Here is the code I use to plot a function in frequency domain in Matlab:
dt = 1/10000; % sampling rate
et = 0.1; % end of the interval
t = 0:dt:et; % sampling range
y = 2+sin(2.*pi.*50.*t)+18.*sin(2.*pi.*90.*t)+6.*sin(2.*pi.*180.*t); % sample the signal
subplot(2,1,1); % first of two plots
plot(t,y); grid on % plot with grid
xlabel('Time (s)'); % time expressed in seconds
ylabel('Amplitude'); % amplitude as function of time
Y = fft(y); % compute Fourier transform
n = size(y,2)/2; % 2nd half are complex conjugates
amp_spec = abs(Y)/n; % absolute value and normalize
subplot(2,1,2); % second of two plots
freq = (0:100)/(2*n*dt); % abscissa viewing window
stem(freq,amp_spec(1:101)); grid on % plot amplitude spectrum
xlabel('Frequency (Hz)'); % 1 Herz = number of cycles/second
ylabel('Amplitude'); % amplitude as function of frequency
The problem is, when I zoom in my graph I don't see peaks exactly on 50Hz, 90Hz and 180Hz.

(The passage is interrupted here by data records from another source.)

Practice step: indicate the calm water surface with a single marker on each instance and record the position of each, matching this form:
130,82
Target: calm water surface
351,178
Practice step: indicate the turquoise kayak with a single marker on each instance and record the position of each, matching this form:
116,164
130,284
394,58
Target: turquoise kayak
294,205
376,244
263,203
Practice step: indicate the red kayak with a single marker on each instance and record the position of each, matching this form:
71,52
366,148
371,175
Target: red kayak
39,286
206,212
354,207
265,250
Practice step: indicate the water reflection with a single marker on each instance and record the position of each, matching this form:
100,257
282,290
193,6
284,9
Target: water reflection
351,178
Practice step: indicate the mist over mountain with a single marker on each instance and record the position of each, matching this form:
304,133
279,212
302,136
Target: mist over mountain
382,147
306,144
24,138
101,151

What did I do wrong in my code?
The problem is that in order to get perfect spectra (peaks on 50,90,180 and 0 otherwise), your interval should be a multiplier of all the frequencies.

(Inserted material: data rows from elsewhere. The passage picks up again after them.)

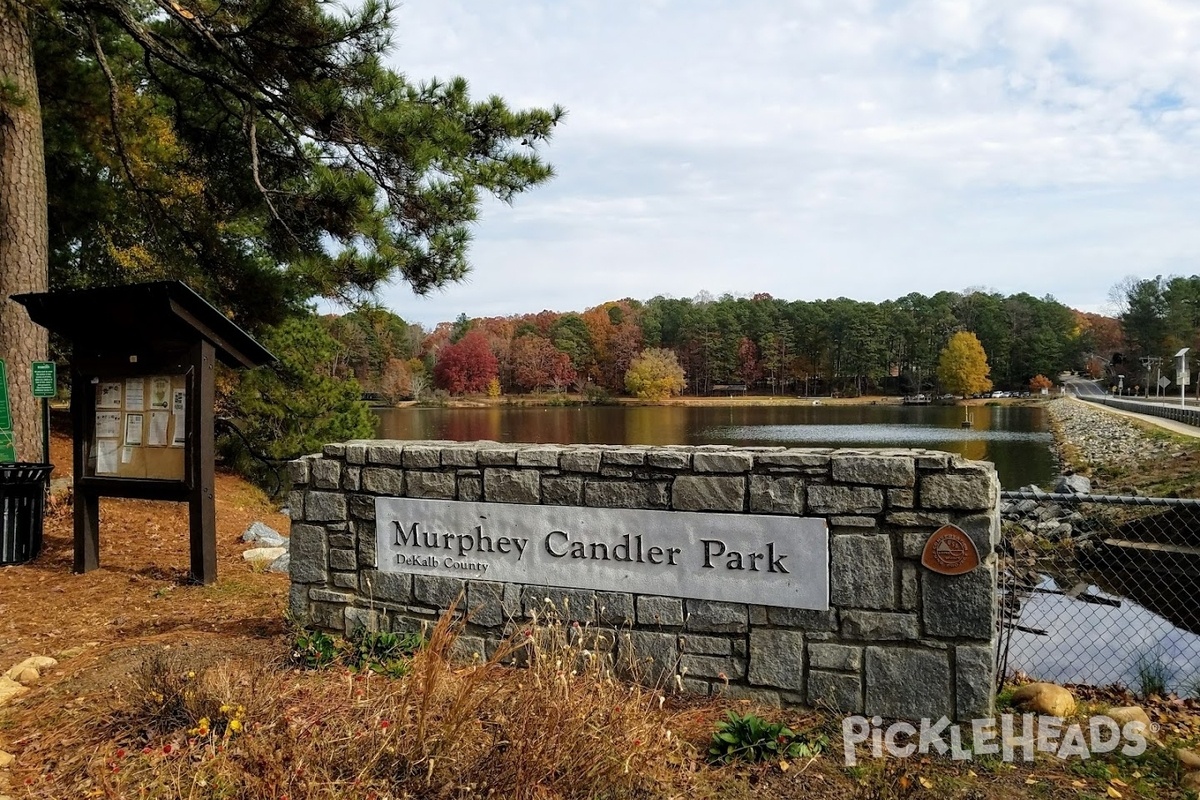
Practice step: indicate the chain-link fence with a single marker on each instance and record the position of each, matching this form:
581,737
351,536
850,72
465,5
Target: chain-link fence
1101,590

Explanation: consider y=sin(2.*pi.*t). Use your code to plot it with:
1) et = 1-dt;
2) et = 1;
In the first case, if you zoom in, you will see that peak is perfectly on 1 Hz. In the second case it is not (also very close).

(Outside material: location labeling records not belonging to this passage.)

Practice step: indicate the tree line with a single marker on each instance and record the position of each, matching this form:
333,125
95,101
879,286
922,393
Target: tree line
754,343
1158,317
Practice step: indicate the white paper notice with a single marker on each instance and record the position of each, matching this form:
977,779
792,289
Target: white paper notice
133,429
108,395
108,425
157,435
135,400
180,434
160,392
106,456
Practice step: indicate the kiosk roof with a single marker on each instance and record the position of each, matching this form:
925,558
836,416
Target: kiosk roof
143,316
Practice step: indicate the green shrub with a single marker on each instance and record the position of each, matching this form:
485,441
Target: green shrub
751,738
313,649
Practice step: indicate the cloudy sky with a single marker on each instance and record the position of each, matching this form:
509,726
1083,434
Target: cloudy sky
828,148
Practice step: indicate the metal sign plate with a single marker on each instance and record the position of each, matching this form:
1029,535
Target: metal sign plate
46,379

Why? Because you are working with the finite number of points, and, consequently, finite number of frequencies. If 1 Hz is among this set of frequencies (1st case), you will get perfect peak at 1 Hz at zeros at all others frequencies.
In case 2 there is no 1 Hz frequency in your set, so you will get peak on the nearest frequencies (and also it will have finite width).
Ultimately, in your original code, there are no 50, 90, 180 Hz frequencies in your full set of frequencies.